- Court: High Court of Australia
- Citation: [2023] HCA 24

Case history
- Prior actions: Vunilagi v The Queen [2021] ACTCA 12, 17 ACTLR 72

Case opinions
- Section 68BA of the Supreme Court Act 1933 (ACT) was not invalid due to section 80 of the Constitution or the rule in Kable. Accordingly, a trial held under that provision before a judge sitting alone for an indictable offence against a law made by the Legislative Assembly of the Australian Capital Territory was valid.

= Vunilagi v. The Queen =

Vunilagi v The Queen is a significant decision of the High Court of Australia concerning the nature of the laws of the self-governing Territories.

It is relevant to Australian constitutional law due to its application of the Kable doctrine, as well as for its finding that section 80 of the Australian Constitution does not require indictable offences under the laws of the ACT to be tried by jury.

The appeal concerned the constitutional validity of a provision in the Supreme Court Act 1933 (ACT). In reaction to the pandemic the ACT Supreme Court had suspended jury trials. The following day the legislative section s68BA was added to the act, empowering the court to order trial by judge alone without consent of the accused; for the duration of the pandemic.

Vulnilagi was convicted and argued on appeal that these provisions were invalid. His appeal was dismissed by the ACT Court of Appeal.
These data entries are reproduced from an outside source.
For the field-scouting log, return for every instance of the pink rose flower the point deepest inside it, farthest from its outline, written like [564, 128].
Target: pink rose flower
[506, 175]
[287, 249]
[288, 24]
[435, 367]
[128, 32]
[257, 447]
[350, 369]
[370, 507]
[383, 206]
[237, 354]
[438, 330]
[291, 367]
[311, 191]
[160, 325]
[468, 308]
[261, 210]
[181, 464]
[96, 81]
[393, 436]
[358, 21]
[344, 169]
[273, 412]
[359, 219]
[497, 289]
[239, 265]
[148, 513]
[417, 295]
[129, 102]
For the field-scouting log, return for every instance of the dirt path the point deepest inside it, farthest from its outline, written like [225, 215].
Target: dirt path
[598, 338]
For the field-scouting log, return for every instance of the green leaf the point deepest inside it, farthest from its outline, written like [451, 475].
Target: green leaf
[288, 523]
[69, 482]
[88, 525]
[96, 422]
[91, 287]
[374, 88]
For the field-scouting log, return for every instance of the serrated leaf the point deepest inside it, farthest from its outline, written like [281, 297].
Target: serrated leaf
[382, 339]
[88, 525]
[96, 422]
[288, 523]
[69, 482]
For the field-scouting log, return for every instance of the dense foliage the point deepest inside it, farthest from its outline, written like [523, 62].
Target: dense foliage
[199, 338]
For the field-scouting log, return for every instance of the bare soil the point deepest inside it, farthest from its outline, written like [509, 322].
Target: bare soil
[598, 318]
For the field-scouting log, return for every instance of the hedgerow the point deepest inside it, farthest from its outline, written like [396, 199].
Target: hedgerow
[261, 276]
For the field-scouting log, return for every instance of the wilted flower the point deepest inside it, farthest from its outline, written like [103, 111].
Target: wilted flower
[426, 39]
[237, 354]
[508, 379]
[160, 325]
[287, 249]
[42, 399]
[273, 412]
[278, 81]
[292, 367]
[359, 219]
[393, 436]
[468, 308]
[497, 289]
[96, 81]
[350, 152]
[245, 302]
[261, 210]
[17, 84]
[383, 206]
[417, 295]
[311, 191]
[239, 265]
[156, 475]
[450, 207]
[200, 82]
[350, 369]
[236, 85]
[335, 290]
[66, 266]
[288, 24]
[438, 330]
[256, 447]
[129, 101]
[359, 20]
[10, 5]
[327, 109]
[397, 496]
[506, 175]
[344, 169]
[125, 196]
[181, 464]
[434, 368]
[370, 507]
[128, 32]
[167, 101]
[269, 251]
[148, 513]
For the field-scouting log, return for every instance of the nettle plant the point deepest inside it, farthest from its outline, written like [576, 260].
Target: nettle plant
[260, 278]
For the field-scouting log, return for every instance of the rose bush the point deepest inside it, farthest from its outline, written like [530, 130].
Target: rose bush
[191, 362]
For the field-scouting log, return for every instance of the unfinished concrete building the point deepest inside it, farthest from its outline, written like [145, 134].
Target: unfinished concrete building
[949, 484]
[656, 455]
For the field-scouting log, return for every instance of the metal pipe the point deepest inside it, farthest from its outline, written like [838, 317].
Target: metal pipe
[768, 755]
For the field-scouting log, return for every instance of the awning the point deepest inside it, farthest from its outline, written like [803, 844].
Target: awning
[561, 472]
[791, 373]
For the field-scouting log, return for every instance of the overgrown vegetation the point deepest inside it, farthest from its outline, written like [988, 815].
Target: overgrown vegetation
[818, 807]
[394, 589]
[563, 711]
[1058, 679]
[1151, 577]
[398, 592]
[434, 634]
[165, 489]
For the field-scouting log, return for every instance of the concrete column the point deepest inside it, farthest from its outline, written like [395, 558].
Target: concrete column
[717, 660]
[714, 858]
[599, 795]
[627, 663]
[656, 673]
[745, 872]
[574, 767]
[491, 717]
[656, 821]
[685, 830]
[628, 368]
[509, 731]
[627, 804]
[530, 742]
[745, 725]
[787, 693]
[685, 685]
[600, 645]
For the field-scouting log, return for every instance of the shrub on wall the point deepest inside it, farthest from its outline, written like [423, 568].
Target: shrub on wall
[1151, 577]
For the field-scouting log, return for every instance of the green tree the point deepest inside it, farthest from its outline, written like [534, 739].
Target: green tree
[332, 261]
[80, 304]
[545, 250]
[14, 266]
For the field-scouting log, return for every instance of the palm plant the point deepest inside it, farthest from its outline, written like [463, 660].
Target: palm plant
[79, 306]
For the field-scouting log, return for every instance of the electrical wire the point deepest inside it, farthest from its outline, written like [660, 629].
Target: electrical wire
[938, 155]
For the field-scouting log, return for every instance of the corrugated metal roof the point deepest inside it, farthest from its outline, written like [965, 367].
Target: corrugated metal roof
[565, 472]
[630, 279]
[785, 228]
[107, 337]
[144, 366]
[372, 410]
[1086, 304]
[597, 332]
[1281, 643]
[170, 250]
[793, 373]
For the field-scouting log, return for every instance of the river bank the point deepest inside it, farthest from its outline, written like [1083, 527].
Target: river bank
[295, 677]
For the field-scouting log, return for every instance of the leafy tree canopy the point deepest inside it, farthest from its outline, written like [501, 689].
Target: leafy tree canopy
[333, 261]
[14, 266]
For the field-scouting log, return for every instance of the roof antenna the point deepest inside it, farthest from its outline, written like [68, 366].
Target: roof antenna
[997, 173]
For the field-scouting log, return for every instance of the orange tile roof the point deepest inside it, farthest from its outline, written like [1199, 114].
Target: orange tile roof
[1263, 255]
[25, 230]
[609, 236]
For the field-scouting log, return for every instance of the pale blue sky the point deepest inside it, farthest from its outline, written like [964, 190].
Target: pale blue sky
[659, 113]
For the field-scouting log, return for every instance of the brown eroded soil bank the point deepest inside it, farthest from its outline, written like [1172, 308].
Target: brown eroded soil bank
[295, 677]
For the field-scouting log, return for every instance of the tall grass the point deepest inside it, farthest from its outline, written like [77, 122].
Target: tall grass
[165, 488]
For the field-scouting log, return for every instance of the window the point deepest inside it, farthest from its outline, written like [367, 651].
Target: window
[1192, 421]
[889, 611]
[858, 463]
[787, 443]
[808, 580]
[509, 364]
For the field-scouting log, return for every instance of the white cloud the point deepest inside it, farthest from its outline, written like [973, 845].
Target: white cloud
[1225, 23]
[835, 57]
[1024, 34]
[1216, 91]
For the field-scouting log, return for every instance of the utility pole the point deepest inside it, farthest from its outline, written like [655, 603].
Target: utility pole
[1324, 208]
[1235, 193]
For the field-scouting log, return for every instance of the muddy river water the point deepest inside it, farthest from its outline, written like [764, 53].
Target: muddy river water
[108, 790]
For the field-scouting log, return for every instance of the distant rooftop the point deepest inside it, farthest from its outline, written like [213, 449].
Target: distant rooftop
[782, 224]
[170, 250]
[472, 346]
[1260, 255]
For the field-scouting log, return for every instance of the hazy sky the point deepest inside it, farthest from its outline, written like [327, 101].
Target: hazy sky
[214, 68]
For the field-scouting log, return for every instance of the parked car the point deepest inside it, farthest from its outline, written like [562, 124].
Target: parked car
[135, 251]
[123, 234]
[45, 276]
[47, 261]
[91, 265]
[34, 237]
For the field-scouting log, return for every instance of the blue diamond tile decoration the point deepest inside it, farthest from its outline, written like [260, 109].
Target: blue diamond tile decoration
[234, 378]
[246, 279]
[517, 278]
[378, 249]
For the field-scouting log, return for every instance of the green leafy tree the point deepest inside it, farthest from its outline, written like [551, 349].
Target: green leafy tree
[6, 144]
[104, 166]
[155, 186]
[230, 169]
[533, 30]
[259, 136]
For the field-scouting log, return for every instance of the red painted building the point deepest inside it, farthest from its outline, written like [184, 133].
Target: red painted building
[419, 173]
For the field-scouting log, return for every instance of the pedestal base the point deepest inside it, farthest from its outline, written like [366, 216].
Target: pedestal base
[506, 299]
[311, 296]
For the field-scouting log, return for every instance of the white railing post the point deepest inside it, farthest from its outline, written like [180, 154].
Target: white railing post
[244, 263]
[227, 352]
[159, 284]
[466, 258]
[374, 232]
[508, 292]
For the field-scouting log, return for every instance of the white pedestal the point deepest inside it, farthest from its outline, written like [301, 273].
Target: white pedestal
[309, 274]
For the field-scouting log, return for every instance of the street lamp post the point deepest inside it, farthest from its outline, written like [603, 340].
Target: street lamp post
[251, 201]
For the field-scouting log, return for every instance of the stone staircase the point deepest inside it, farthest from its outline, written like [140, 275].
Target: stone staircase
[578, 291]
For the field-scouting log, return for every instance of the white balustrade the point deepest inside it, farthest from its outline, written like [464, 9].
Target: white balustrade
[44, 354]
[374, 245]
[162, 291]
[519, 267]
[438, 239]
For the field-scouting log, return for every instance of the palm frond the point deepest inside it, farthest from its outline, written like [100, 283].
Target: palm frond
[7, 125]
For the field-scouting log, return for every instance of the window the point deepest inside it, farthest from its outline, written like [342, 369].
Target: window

He then appealed to the High court, which held that the Kable doctrine did not render the legislation invalid. This was in part because the legislation required judges to exercise discretion in deciding whether or not to force a jury trial; and because the exercise of that discretion allowed for the accused to submit arguments about how it should be exercised, meaning that procedural fairness was given to the accused.

The court additionally held that the legislation did not infringe s80 of the constitution. The basis for this finding was that the section did not apply as the laws weren't Commonwealth indictable offences; and instead were laws of the ACT.